La flèche sera reconstruite à partir de 1860 selon un nouveau plan. Elle est haute de 93 mètres. Les dimensions de la cathédrale sont imposantes : 128 mètres de long pour 43,5 mètres de large. Avec une superficie totale de 5500 m2 elle peut accueillir jusqu’à 9000 personnes.

En 2019 l’incendie ravage la charpente, la toiture, une partie de la voûte et bien sûr la flèche. C’est la couverture en plomb qui a provoqué l’incendie. Il fond autour des 330 degrés qui est aussi la température d’inflammabilité du bois.

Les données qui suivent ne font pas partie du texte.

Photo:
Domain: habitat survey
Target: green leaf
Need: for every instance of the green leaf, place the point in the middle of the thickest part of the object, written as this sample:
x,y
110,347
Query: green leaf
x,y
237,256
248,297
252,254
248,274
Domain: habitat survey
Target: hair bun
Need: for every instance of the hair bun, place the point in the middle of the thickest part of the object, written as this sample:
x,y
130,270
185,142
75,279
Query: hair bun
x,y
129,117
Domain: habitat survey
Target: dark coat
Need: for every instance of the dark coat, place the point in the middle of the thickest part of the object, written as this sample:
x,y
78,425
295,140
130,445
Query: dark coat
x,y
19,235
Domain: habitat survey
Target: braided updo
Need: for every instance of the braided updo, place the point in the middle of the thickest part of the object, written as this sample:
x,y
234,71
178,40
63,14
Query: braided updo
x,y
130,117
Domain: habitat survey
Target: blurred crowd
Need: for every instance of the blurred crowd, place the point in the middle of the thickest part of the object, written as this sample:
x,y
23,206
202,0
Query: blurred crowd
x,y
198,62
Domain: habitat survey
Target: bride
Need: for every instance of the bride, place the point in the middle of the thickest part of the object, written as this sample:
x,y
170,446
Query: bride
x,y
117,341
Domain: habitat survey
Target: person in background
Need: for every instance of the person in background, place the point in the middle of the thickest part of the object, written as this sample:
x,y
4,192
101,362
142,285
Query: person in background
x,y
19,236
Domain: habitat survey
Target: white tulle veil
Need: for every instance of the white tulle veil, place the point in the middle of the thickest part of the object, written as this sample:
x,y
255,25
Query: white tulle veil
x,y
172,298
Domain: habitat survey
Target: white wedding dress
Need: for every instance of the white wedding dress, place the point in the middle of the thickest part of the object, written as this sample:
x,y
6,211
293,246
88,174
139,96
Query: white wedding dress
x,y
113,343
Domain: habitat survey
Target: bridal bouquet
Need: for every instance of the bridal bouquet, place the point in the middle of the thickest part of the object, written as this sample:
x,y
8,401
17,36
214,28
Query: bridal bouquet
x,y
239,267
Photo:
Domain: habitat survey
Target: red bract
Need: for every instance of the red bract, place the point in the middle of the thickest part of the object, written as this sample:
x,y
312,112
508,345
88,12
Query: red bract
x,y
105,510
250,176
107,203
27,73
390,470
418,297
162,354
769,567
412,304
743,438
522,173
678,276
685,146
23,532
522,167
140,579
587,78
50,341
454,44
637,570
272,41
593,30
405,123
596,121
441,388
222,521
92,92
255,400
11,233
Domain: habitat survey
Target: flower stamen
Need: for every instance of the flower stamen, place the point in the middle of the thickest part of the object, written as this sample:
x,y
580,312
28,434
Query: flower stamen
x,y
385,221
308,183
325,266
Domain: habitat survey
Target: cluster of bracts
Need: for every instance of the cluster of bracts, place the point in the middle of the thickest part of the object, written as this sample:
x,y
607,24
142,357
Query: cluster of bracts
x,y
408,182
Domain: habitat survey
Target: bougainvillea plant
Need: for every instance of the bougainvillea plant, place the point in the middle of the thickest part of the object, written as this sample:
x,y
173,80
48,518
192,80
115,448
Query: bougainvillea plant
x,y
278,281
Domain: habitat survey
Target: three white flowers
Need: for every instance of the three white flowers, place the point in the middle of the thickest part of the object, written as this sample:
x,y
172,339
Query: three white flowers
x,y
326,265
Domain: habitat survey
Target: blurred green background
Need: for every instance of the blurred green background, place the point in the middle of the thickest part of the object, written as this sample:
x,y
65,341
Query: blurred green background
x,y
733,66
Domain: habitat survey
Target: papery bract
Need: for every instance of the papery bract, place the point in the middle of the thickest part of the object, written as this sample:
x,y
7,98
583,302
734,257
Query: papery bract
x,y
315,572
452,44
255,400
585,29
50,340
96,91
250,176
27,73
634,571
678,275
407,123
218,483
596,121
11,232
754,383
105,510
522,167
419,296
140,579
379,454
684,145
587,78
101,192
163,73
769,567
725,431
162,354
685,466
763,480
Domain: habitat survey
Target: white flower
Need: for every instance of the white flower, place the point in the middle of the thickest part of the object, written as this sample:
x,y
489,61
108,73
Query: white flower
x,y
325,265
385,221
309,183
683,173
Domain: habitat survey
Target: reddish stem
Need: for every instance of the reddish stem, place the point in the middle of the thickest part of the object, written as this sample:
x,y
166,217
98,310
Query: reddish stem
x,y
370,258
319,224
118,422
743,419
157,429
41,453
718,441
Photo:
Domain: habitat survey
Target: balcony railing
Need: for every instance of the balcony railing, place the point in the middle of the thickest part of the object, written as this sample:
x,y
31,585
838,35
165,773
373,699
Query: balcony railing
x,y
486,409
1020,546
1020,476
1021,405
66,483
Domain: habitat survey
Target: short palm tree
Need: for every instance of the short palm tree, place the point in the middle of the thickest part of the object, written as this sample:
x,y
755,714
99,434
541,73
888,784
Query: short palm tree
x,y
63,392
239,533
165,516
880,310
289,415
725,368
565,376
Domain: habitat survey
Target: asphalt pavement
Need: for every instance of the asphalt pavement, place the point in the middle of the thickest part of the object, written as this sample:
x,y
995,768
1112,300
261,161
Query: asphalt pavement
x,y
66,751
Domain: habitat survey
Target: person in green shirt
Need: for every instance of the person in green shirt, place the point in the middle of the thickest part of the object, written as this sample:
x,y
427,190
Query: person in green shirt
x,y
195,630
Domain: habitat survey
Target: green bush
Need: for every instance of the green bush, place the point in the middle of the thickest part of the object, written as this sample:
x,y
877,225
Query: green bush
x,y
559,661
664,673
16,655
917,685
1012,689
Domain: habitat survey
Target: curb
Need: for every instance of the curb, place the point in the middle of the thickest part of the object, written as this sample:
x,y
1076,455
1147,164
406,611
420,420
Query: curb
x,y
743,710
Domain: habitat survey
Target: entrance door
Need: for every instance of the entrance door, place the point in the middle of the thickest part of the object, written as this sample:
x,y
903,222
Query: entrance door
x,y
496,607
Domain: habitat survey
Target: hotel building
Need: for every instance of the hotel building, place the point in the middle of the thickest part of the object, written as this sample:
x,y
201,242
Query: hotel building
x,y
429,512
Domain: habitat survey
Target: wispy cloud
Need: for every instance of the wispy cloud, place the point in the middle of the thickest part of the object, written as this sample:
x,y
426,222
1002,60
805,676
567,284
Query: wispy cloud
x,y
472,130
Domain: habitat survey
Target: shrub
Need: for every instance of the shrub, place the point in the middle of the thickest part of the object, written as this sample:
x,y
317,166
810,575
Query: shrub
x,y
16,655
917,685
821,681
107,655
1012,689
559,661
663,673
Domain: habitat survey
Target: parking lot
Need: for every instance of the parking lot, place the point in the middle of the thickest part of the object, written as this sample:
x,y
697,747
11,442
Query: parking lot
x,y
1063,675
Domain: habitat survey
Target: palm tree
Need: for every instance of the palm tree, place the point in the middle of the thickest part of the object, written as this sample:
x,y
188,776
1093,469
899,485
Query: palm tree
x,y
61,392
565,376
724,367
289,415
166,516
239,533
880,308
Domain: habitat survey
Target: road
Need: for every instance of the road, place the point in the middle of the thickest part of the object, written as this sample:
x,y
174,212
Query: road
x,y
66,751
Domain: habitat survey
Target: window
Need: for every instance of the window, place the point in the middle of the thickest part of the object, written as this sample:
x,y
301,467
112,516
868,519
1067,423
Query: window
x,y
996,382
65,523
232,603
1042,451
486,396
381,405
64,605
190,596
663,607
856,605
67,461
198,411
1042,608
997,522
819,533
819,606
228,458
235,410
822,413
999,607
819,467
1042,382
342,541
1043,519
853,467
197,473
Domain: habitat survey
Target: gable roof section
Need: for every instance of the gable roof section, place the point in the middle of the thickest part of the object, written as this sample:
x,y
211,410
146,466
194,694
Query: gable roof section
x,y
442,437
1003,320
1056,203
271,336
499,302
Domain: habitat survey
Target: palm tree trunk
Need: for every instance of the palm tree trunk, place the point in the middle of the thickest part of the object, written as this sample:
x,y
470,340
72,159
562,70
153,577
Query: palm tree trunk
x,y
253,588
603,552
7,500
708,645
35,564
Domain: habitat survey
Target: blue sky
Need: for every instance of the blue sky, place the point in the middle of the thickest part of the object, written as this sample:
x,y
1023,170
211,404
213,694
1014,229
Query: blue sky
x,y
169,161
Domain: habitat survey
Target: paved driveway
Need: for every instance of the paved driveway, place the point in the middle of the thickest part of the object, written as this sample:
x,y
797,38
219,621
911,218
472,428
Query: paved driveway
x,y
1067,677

Heureusement la décision a été prise de quand même reconstruire en bois, un matériau qui ne conduit pas les champs électriques et électromagnétiques, et dans sa géométrie initiale pour ne pas dérégler ce merveilleux dispositif sacré. L’harmonie du lieu a ainsi été préservée. La quantité de chênes disponible en France est largement suffisante même si on ne pourra jamais préparer le bois comme il a été préparé en 1200. Mais la technologie d’aujourd’hui permet d’aller plus vite.

Charpente-Concept a rédigé un rapport d’expertise pour définir comment exploiter le bois efficacement, combien de chênes il faudrait, est-ce qu’on doit les sécher, à quelle époque il faut les couper, etc. Notre seconde mission a été de déterminer comment reconstruire à l’identique, notamment tous ces assemblages. Nous avons dû défendre notre position via des séances de visioconférences car nous étions en plein Covid. Pour réaliser notre expertise nous avions à disposition un dossier historique de 2500 pages qui retrace toute l’histoire de la cathédrale. Presque toutes nos recommandations ont été suivies sauf celles d’éviter de remettre du plomb, au lieu du cuivre, et de faire sécher le bois. Cela nécessitera un suivi régulier pour vérifier comme résiste la charpente face aux attaques extérieures. Même si la cathédrale est aujourd’hui ouverte au public, le chantier n’est pas terminé. Il y aura encore des travaux pour au moins 30 ans. Il y a des ouvriers qui passent leur vie à rénover une cathédrale. C’est, par exemple, le cas des couvreurs ou des ferblantiers.